TCI Friday

As with most sports, cycling’s portrayal in “civilian” cinema has almost always lacked the notes of authenticity that would convince a “real” cyclist they were watching something real and true. Quicksilver comes to mind. BMX Bandits. Both are delightfully terrible movies.

And then there are movies like American Flyers and Breaking Away, films that get so much wrong, but also capture a lot that’s right. I started, just before Christmas, to write a comprehensive review of Breaking Away, but it was ballooning in every direction, from a straightforward treatment of the bike races to the odd paths its stars took after the film became a surprise hit. What I had was less a review and more a treatise. And it’s probably not my favorite cycling movie anyway.

I tend to gravitate toward more documentary style productions, like Stars and Water Carriers, Sunday in Hell, and even Overcoming, starring Bjarne Riis as an ’00s team manager pretending to do more to develop his squad than dose them all with a fine reduction of enriched platelets, rhino horn, and unicorn tears. My favorite scene in that one brings us Carlos Sastre bailing on Riis’s workout for the day, and Riis worrying over whether the Spanish star has what it takes. Little did we know that his real worry was that Sastre refused to be transfused.

Road documentaries are fascinating, but also hold to all the tropes of the classic hardman. I would love to see a documentary on women’s road racing, if only to escape the cliche of a pack of noble savages brutalizing each other over kilometer and cobble.

Mountain bike videos, on the other hand, tend to be more celebratory, a bit looser and zanier. I have enjoyed so many, starting with the original Tread and ending with Accomplice, which I watched last week. That was less a cycling film and more a stuntman audition reel. Very watchable though.

Finally there are the artier pieces, like The Bicycle Thief and The Triplets of Belleville. The frog eating scene in Triplets comes back to me in late night nausea, not because the idea of eating frogs is gross, but because the portrayal was so, sort of, psychedelic, and not in the good way.

This week’s TCI Friday asks, what is your favorite cycling movie? Here I’m really talking about feature length stuff. When you think about it, it’s funny how few bike-centric movies there are, and odd that Breaking Away II – Electric Boogaloo never got made.

Join the conversation
  1. jlaudolff says

    I seem to remember Ride the Divide as being well made and compelling. Or you can watch Cascadia by Danny McCaskill a dozen times in a row to get to an inspiring feature length.

  2. khal spencer says

    I’ve missed most of them. We have Triplets somewhere so I should dig it out.

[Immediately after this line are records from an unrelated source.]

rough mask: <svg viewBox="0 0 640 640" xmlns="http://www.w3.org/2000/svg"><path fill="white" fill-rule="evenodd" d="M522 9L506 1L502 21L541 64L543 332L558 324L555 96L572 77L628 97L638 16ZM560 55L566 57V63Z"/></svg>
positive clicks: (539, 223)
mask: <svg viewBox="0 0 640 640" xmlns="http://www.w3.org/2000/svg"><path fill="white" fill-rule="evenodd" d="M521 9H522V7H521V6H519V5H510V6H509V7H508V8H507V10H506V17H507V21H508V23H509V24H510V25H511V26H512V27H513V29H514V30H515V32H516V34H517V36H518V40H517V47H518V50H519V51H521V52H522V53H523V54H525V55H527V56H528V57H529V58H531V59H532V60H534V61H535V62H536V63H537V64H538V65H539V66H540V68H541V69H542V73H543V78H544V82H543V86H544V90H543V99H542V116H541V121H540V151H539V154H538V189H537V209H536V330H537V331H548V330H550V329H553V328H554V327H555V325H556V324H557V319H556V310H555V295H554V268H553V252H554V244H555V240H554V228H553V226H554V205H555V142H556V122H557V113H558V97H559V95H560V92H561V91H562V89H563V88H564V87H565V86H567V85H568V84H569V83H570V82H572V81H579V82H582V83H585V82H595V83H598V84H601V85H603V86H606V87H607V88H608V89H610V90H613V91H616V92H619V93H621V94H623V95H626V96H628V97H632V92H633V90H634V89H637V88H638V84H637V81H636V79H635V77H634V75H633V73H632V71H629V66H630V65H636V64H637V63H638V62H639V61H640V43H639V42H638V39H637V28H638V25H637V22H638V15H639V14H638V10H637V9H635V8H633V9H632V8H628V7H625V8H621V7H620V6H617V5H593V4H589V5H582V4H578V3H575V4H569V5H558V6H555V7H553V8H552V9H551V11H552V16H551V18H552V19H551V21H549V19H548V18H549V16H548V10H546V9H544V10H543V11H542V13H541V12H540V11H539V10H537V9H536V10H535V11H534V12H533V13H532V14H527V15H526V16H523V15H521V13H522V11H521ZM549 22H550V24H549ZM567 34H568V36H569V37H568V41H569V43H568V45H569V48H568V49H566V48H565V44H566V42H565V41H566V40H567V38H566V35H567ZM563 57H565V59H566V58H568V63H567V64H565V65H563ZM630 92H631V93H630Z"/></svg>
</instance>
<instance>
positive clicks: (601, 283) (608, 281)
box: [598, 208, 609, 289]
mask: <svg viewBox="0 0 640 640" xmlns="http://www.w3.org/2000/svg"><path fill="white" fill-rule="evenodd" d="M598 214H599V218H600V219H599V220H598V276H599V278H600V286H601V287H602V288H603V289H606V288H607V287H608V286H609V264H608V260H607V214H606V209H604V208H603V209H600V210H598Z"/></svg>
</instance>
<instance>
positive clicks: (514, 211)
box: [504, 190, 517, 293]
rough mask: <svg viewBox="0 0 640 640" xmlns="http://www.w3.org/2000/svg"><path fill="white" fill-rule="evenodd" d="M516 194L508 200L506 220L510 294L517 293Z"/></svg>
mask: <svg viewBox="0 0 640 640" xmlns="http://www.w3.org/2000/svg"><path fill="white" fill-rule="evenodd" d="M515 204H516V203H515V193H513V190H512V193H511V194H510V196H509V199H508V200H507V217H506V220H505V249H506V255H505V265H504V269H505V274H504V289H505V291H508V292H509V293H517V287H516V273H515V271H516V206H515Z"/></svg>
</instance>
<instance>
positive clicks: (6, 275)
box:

    Ok, prefacing this by saying I’m not a social scientist/literary critic nor do I play one on TV, Breaking Away is interesting. What stood out in Breaking Away, other than the fantastic Italian music that I crank up when on the rollers, is that it is really a story about class and fate in America. The cutters, of course, are the kids of stonecutters. The old man sells beat up used cars to clueless college kids and is alienation personified. Whereas most of the folks at the university are the region’s fortunate sons and daughters, to steal a line from Creedence Clearwater.

    When I showed up at the U of Rochester as a kid of working class parents, graduating from a small public high school in the weeds of Upstate NY, I found a lot of my classmates were way more refined and prepped than I was. Freshman roommate graduated from the Bronx High School of Science, for example. My wife still wonders why I don’t wear my “nice” clothes except for special occasions.

    So when you gonna finish the review, Emlyn? I suspect it will be a good read.

  3. DaveinME says

    I’ve seen most of these and love them because I find it wicked interesting to watch and learn about all the facets of our sport. The Triplets of Belleville is awesome and Overcoming is hilarious knowing what was going on with that team as you mentioned. 23 days in July and Slaying the Badger are also worth seeing.

  4. bluezurich says

    Slaying The Badger
    Breaking Away
    American Flyers
    The Flying Scotsman
    A Sunday in Hell

    But not The Road Uphill…dreadful.

    1. Padraig says

      That’s a film festival right there.

  5. pjinny123 says

    I loved the movie 2 Seconds about a mountain bike racer–quirky and beautifully filmed.